In August 2022, Phillips followed Belly Full with West Winds (DK), focusing on Jamaican cuisine. Its companion, East Winds (DK), centring on recipes from the lesser-known “hidden” Caribbean, was published in October 2023. He had always intended to tell the story of Caribbean foodways in two parts, writing the books simultaneo­usly in many ways, noting the similariti­es and difference­s between the regions as he went along.

While Phillips's research for West Winds involved spending time in Jamaica, for East Winds, he took trips to Trinidad and Tobago, Guyana and Suriname. For practical and experienti­al reasons, he usually made stops in North America. The flights were often cheaper than flying directly to the Caribbean from England.

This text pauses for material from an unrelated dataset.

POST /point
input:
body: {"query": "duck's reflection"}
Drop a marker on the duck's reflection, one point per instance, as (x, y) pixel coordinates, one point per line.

But these side trips also allowed him to experience diasporic life in places such as South and Central Florida, New York and Toronto.

“When you speak to Caribbean people, they always have family pretty much in all those places,” says Phillips. “And then that was another way of getting to know and explore the food culture and also see how it might have deviated in different diasporic places.”

In the Caribbean, plant-based eating goes back centuries. And in the countries where people in the Caribbean came from, such as China and India, it stretches back even further, says Phillips. He found that unearthing the histories of these foods was one of the most pivotal parts of writing East Winds.

“It's one thing for people to know that there are Indian people in the Caribbean. It's another thing to understand why they got there and how they ended up there,” he said. “When you read deeply into it, it's not this insular history that happened in a vacuum. There's a strong government­al overtone from places like Britain and America and Canada, who had a huge hand in playing with this human movement of people. And so, I always like to emphasize that this isn't in a box of Caribbean history or Black British history or Black History Month or Southeast Asian Month. It's just history.”